In the nine months to December 2019, export of non-basmati rice from India had dwindled to 3.5 million tonnes compared with 5.7 million tonnes in the same period of FY19. Chandigarh: India’s export of non-basmati rice is seen reviving from the next quarter on fresh rabi arrivals and an expected surge in global prices. Rice shipments this year have been down by a third despite good global rates because of low stocks.
“The arrival of fresh paddy crop will improve the export scenario as the availability has been a challenge this season so far due to higher purchase by government agencies,” Himangshu Aggrawal, director of Balajee Rice Industries Ltd, a Chhattisgarh-based leading exporter of non-basmati rice, told ET.
This season is also likely to see increased private purchase, driven by international prices and higher output. The international price of 5% broken parboiled rice, a category widely exported from India, had increased to $ 470-480 per tonne due to higher demand in the current quarter. Indian exporters were unable to cash in on the lucrative market due to low stocks after farmers chose to sell to government agencies in the last season.
Private purchase of rice was down in the last season due to paddy’s high price, which had been fanned by an increase in minimum support price and bonus payment made by the government of Chhattisgarh. “Indian exporters also desisted from bulk purchase in the previous season as China had offloaded its stocks at discounted rates in the international market,” a rice exporter said.
In the nine months to December 2019, export of non-basmati rice from India had dwindled to 3.5 million tonnes compared with 5.7 million tonnes in the same period of FY19.
To boost export of white rice, the Indian rice exporters’ lobby had sought incentives under the Remission of Duties or Taxes on Export Product (RoDTEP) scheme.
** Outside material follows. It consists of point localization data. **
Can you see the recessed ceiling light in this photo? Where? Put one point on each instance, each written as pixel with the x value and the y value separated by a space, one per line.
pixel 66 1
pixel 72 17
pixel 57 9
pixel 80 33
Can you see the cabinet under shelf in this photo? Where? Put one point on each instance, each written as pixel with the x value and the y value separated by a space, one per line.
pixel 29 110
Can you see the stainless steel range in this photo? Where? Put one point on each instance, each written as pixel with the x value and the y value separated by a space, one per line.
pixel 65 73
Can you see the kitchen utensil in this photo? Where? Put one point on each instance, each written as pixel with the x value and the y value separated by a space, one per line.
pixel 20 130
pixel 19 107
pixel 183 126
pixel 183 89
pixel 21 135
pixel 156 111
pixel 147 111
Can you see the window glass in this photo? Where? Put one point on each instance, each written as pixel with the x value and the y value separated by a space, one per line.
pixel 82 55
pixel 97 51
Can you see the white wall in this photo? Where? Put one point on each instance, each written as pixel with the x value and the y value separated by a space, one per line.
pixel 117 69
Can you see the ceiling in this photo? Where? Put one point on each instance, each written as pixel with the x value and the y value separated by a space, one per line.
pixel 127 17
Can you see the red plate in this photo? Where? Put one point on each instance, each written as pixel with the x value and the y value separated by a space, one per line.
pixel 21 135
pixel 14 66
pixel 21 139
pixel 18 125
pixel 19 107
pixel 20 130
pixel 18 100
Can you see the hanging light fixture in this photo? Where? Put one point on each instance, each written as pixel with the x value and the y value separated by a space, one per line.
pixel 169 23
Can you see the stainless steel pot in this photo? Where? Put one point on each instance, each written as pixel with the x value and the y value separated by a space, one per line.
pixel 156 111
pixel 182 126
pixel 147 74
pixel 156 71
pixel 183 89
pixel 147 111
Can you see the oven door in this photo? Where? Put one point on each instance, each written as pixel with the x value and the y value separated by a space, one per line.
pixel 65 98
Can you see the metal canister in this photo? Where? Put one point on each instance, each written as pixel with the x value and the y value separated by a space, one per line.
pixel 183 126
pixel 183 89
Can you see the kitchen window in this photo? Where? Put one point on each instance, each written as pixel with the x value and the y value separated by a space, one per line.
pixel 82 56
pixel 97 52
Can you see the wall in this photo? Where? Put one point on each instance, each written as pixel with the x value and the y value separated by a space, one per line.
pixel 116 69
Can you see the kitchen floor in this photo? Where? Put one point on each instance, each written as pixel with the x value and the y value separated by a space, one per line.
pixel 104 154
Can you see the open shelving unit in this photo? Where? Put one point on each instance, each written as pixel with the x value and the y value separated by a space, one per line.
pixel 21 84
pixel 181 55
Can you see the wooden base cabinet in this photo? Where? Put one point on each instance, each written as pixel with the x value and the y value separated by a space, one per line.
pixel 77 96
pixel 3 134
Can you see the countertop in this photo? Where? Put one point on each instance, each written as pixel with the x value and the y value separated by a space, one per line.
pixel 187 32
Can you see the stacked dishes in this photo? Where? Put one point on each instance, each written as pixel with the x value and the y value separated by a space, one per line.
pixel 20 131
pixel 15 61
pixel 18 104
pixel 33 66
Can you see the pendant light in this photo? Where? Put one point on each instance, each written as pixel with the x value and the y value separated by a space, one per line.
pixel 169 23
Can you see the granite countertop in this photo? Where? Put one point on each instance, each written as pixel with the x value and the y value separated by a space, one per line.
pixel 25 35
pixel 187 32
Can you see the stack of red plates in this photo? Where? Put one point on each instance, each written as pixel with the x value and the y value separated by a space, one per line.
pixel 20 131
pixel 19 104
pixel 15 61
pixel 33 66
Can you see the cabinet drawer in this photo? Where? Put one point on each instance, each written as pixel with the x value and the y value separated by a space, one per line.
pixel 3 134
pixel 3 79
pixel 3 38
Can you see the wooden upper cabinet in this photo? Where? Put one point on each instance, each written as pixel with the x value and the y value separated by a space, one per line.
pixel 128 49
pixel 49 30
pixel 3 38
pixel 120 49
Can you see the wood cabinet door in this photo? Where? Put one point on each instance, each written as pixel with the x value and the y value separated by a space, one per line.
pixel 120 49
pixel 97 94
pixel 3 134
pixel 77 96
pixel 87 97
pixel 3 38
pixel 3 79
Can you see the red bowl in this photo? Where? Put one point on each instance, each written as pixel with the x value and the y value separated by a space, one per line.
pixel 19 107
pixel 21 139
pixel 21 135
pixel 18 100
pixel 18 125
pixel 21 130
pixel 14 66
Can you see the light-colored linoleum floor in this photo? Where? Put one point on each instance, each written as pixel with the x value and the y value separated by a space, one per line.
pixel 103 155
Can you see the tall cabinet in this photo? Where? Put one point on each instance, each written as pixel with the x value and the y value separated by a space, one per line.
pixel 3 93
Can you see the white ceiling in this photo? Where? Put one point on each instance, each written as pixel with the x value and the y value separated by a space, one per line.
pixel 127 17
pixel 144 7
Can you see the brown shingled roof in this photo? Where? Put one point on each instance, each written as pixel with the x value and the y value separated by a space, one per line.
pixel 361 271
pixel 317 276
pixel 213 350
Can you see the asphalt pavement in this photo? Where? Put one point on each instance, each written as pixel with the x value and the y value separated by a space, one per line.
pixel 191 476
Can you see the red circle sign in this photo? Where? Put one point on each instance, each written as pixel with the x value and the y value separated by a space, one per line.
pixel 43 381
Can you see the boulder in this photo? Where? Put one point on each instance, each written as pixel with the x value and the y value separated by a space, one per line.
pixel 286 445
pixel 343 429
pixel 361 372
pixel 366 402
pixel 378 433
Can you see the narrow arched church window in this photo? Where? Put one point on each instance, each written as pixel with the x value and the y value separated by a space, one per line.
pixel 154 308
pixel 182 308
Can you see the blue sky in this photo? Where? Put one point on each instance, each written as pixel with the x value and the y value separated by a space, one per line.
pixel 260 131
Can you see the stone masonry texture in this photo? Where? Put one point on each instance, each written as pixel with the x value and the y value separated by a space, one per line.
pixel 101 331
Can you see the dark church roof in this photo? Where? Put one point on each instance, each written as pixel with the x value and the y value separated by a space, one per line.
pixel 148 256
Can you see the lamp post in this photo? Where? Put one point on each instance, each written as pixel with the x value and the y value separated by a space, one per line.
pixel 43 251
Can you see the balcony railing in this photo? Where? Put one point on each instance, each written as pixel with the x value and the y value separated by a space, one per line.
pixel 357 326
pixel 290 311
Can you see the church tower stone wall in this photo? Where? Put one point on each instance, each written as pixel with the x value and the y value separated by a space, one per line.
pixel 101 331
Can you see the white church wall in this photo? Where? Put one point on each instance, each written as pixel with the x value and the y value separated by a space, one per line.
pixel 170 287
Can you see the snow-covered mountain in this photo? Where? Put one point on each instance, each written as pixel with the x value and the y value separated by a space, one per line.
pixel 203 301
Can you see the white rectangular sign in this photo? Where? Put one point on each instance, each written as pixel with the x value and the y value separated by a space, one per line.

The industry had sought incentives of up to 8% under the scheme to include logistic costs and duties for export of rice. Export of white rice faces stiff competition from Myanmar, Pakistan and Vietnam due to their low logistics costs, said industry executives.
“Export incentives are required to catalyse the sagging exports from India and the Remission of Duties or Taxes on Export Product (RoDTEP) scheme could provide necessary succour to the industry,” Rajiv Kumar, executive director of The Rice Exporters’ Association, told ET.
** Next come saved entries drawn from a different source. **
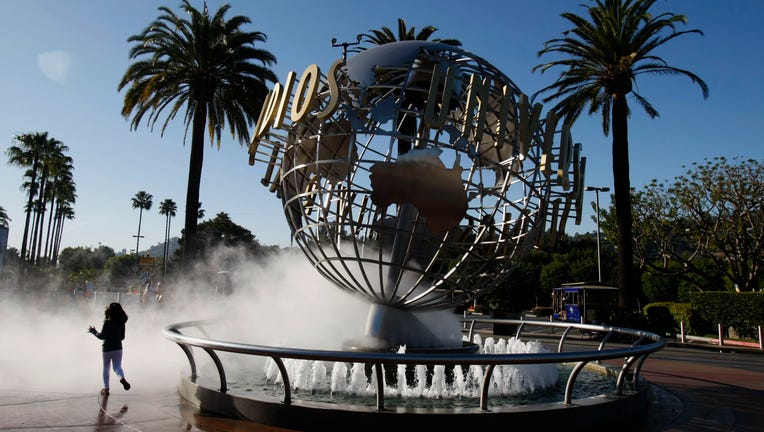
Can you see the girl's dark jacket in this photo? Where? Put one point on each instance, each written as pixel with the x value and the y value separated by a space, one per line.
pixel 112 333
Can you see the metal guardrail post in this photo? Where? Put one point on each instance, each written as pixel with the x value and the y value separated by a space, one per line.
pixel 572 381
pixel 485 386
pixel 681 329
pixel 519 330
pixel 622 375
pixel 563 337
pixel 284 379
pixel 189 354
pixel 380 386
pixel 219 366
pixel 721 334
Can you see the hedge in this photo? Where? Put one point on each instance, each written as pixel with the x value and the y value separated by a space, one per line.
pixel 743 311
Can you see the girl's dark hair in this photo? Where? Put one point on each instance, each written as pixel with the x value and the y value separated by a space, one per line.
pixel 116 313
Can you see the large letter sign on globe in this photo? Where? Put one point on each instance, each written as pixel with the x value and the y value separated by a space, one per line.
pixel 415 174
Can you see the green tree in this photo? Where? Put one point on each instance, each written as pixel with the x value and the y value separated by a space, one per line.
pixel 168 208
pixel 32 152
pixel 141 201
pixel 206 64
pixel 708 222
pixel 4 219
pixel 601 58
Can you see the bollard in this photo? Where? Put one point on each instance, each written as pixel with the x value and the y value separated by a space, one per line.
pixel 721 335
pixel 681 328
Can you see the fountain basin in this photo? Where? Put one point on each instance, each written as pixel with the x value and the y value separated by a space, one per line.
pixel 296 413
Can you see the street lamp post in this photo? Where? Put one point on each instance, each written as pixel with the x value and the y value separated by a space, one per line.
pixel 345 46
pixel 597 191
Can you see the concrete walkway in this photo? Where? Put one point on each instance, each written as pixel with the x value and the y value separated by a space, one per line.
pixel 687 396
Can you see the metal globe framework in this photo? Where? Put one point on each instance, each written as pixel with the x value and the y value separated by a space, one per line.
pixel 415 174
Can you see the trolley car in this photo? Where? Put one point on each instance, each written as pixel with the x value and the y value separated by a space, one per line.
pixel 584 303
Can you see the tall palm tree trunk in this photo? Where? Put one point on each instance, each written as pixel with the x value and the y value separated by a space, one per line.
pixel 138 237
pixel 622 192
pixel 194 180
pixel 166 246
pixel 30 200
pixel 48 243
pixel 40 217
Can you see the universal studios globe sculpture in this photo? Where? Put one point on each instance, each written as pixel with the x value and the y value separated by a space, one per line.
pixel 414 175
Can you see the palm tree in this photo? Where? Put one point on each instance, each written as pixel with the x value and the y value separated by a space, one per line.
pixel 142 201
pixel 64 211
pixel 206 64
pixel 34 152
pixel 65 194
pixel 56 171
pixel 601 59
pixel 4 219
pixel 168 208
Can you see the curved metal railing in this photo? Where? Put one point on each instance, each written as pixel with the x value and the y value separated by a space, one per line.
pixel 634 355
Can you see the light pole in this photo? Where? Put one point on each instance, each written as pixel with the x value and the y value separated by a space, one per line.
pixel 345 46
pixel 597 191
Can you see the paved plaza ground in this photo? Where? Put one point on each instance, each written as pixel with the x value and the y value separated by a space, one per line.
pixel 692 390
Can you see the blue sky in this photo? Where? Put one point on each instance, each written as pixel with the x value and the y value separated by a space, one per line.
pixel 62 62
He said the government needs to appeal against the partisan global preferential treaties that hurt rice exports from India. “Philippines, one of the largest buyers of rice, levies a duty of 50% on rice from India, whereas it is 35% on imports from Vietnam and Thailand.” Kumar said.
“Despite the lucrative market, shipments from India will remain low in the current financial year due to limited availability of stocks with exporters,” Rakesh Kumar Singh, vice president, The Rice Exporters Association (TREA), told ET. Singh said shipments will pick from April as fresh harvest arrives in the country.